We know there's mileage (sorry) in things being able to give information about themselves. It's easy to see the fit with tracking in industrial and commercial inventories; healthcare and military applications make sense too. But, as for tracking the details of your cycling, like internet-connected bathroom scales, unless at the extremes of fitness training, there's just too much of the anorak about them at the moment.

I can see, though, applications where connected things will make sense in the future. For example, if we're taxed on our use of certain roads, we might want our car to track its location and mileage (and present those to us coherently) so we can check our bills.

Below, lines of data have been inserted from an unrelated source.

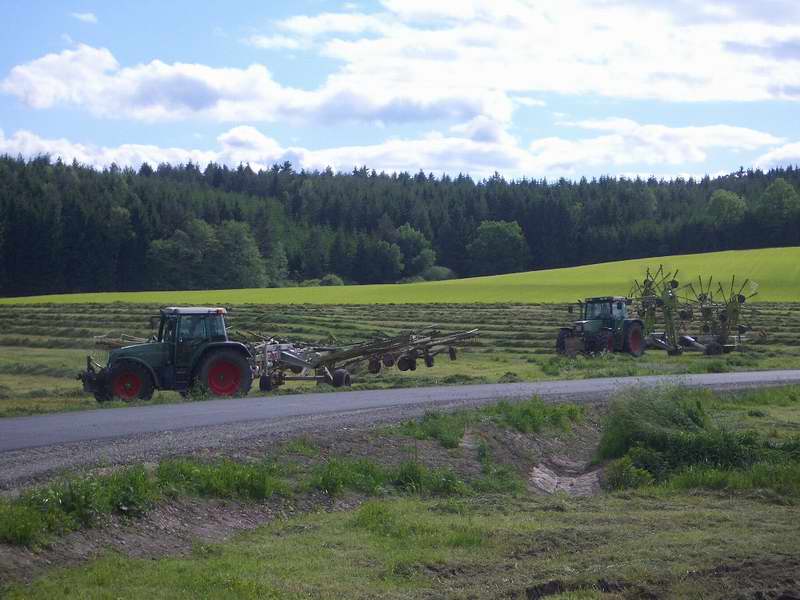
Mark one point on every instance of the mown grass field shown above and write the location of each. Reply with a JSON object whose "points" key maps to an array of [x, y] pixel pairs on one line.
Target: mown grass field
{"points": [[777, 271], [429, 527], [43, 346]]}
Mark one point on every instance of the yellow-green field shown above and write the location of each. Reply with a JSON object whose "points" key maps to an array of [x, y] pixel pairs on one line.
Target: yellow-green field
{"points": [[42, 347], [777, 271]]}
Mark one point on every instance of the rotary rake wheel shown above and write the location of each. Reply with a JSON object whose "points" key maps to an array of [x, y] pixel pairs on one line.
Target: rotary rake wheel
{"points": [[721, 312], [659, 290]]}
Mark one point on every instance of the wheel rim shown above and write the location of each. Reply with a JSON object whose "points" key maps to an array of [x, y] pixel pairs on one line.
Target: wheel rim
{"points": [[224, 378], [636, 341], [127, 385]]}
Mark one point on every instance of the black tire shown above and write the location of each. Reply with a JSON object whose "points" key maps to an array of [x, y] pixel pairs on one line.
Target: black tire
{"points": [[561, 341], [129, 381], [225, 373], [634, 340], [341, 378]]}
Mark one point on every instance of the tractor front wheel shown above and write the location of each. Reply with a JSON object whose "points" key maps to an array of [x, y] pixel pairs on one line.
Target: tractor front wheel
{"points": [[226, 373], [634, 340], [130, 381], [341, 378]]}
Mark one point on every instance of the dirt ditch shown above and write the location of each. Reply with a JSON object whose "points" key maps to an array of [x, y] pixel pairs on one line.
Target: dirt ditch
{"points": [[176, 527]]}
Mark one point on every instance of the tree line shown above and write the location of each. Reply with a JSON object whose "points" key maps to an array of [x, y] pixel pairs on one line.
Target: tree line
{"points": [[72, 228]]}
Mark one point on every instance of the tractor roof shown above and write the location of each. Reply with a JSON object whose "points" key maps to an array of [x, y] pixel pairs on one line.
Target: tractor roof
{"points": [[606, 299], [192, 310]]}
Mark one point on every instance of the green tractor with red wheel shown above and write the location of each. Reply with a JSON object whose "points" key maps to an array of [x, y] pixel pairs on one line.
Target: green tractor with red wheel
{"points": [[604, 326], [191, 351]]}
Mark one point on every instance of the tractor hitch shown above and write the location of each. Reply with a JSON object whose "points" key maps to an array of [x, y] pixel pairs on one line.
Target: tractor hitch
{"points": [[94, 378]]}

Coincidentally, the issue of the FT, where I first saw the connected scales, also featured an item on the launch of the first remote TV control in 1956. Remote controls didn't seem essential in the UK, at least, until the late 1980s when satellite TV increase the number of channels available and channel hopping became (for some) a way of viewing.

30 April 2010

Defining the usable device

This is Jeff Raskin's 1979 (and prescient) definition of the ultimate, usable computer:

This is an outline for a computer designed for the Person In The Street (or, to abbreviate: the PITS); one that will be truly pleasant to use, that will require the user to do nothing that will threaten his or her perverse delight in being able to say: "I don't know the first thing about computers," and one which will be profitable to sell, service and provide software for.

You might think that any number of computers have been designed with these criteria in mind, but not so. Any system which requires a user to ever see the interior, for any reason, does not meet these specifications. There must not be additional ROMS, RAMS, boards or accessories except those that can be understood by the PITS as a separate appliance. For example, an auxiliary printer can be sold, but a parallel interface cannot. As a rule of thumb, if an item does not stand on a table by itself, and if it does not have its own case, or if it does not look like a complete consumer item in [and] of itself, then it is taboo.

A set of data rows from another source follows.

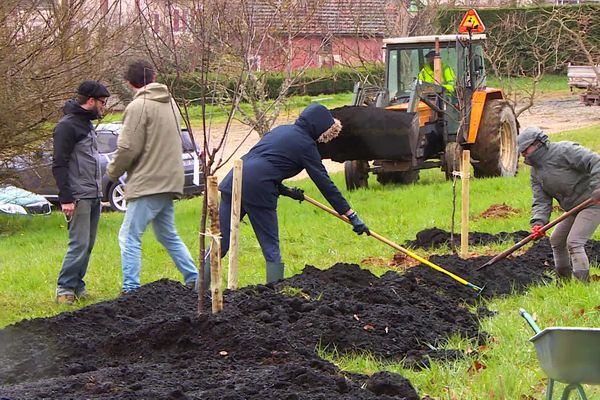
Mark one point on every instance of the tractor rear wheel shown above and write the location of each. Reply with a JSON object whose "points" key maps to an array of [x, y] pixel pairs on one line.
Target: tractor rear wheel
{"points": [[356, 173], [496, 146], [404, 177], [452, 159]]}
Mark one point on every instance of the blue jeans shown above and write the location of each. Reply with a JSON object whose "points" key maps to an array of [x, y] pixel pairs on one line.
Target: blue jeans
{"points": [[82, 236], [158, 209]]}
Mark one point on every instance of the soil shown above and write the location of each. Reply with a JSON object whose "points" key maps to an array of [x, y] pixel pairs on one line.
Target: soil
{"points": [[499, 211], [150, 344]]}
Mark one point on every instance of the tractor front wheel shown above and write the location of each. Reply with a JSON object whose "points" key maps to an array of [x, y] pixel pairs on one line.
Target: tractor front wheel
{"points": [[495, 149], [452, 159]]}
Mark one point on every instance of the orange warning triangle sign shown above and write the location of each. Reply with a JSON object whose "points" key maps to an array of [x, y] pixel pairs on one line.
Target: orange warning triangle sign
{"points": [[471, 22]]}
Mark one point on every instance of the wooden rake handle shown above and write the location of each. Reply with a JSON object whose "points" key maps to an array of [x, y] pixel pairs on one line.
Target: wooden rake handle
{"points": [[395, 245], [529, 238]]}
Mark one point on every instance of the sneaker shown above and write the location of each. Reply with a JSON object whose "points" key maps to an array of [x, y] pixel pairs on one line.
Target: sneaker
{"points": [[68, 299]]}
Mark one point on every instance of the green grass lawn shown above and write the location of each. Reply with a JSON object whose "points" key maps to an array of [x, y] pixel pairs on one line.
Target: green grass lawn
{"points": [[31, 251]]}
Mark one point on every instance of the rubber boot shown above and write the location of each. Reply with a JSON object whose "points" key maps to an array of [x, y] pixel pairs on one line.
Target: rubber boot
{"points": [[583, 275], [563, 275], [274, 271]]}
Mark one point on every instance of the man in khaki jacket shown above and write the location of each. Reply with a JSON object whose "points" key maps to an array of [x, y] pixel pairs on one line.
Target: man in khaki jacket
{"points": [[149, 150]]}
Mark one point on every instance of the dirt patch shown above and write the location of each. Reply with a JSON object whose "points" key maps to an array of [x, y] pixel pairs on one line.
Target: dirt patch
{"points": [[150, 344], [435, 237], [499, 211]]}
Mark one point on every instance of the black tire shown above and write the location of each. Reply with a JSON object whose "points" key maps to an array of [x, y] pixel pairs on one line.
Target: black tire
{"points": [[356, 173], [116, 197], [403, 178], [452, 159], [495, 149]]}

From Stanford's archive, 'Making the Macintosh: Technology and Culture in Silicon Valley'.

[via John Naughton]

04 April 2010

Thumbs down for iPad

Several people are finding it hard to be excited by the iPad. Their verdict, in summary: an over-grown iPhone, with less functionality and connectivity than its smaller sibling, that locks users into consumption (of Apple-approved apps) rather than supporting creation.

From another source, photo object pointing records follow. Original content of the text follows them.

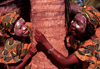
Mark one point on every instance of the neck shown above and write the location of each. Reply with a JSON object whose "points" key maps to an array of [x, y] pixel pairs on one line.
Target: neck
{"points": [[94, 36]]}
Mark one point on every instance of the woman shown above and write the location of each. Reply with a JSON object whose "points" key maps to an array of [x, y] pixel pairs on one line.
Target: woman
{"points": [[84, 41], [17, 40]]}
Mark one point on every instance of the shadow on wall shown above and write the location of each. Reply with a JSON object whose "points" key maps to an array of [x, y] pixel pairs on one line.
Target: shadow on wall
{"points": [[23, 5]]}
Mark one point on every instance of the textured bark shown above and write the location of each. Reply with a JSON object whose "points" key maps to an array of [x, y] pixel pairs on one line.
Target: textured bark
{"points": [[48, 16], [20, 6]]}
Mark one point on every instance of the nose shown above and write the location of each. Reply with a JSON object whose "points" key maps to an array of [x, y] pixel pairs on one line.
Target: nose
{"points": [[73, 24], [24, 27]]}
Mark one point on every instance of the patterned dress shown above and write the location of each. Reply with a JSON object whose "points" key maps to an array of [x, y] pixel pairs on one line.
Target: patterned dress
{"points": [[14, 50], [88, 52]]}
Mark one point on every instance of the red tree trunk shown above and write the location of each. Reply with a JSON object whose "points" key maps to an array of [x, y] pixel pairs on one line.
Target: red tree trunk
{"points": [[48, 16]]}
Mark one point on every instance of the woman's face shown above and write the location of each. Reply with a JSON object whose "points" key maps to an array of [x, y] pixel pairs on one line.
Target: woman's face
{"points": [[78, 25], [21, 28]]}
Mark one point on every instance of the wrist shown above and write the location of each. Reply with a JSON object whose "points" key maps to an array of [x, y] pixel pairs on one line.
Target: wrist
{"points": [[50, 50]]}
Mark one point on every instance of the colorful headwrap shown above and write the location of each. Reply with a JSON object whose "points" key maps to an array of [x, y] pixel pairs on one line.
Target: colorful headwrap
{"points": [[92, 15], [8, 20]]}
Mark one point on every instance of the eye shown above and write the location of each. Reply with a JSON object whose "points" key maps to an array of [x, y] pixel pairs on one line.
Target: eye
{"points": [[20, 27]]}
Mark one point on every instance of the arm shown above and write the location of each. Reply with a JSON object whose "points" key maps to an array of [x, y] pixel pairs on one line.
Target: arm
{"points": [[39, 37], [31, 51], [74, 8]]}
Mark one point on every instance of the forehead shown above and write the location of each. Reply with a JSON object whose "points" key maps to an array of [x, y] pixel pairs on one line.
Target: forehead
{"points": [[79, 16], [19, 22]]}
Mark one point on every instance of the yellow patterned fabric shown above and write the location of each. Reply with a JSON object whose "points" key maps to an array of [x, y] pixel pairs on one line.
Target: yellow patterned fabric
{"points": [[14, 50], [88, 52], [8, 20], [92, 15]]}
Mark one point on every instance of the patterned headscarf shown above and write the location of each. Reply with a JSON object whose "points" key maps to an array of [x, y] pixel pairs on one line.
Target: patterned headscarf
{"points": [[92, 15], [8, 20]]}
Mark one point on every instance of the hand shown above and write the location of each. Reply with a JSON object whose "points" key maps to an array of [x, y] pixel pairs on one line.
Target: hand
{"points": [[32, 50], [39, 37]]}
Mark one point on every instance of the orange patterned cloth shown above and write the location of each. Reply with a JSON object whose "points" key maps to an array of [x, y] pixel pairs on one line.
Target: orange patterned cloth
{"points": [[8, 20], [87, 51], [14, 50], [92, 15]]}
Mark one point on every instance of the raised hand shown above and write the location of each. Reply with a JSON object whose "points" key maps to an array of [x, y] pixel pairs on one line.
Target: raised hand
{"points": [[39, 37]]}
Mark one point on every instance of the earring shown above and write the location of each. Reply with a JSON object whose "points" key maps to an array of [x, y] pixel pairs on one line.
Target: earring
{"points": [[24, 28], [77, 26]]}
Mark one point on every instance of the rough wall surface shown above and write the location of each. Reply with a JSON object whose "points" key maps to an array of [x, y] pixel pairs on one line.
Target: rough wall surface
{"points": [[48, 16]]}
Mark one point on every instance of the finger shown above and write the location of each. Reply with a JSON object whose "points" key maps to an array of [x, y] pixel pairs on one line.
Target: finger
{"points": [[37, 31]]}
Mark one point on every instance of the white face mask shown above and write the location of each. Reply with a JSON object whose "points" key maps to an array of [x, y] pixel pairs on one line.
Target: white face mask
{"points": [[77, 26]]}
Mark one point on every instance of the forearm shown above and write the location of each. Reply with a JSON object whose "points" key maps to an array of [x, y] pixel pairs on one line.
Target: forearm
{"points": [[74, 8], [22, 64], [55, 54]]}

Aaron Swartz and Cory Doctorow both rail against the boundaries of Apple's walled garden (which, Tim Bray has described as Disneyfied). Jeff Jarvis is modifying his initial enthusiasm. And this, by Quinn Norton, on the lack of impact of hyped technology on poor people, is salutary.

Incidentally iPad's backlit LCD display, while ideal for video and games, is, apparently, no match for Kindle.

[Quinn Norton and Tim Bray links via John Naughton]

03 February 2010

Two different faces of Apple

Neil Curtis' condensed compilation of the hype at iPad's launch last week. [via John Naughton]

In contrast, Jonathan Ive quietly considering the design obsessiveness that makes the hype possible. [via Nordkapp]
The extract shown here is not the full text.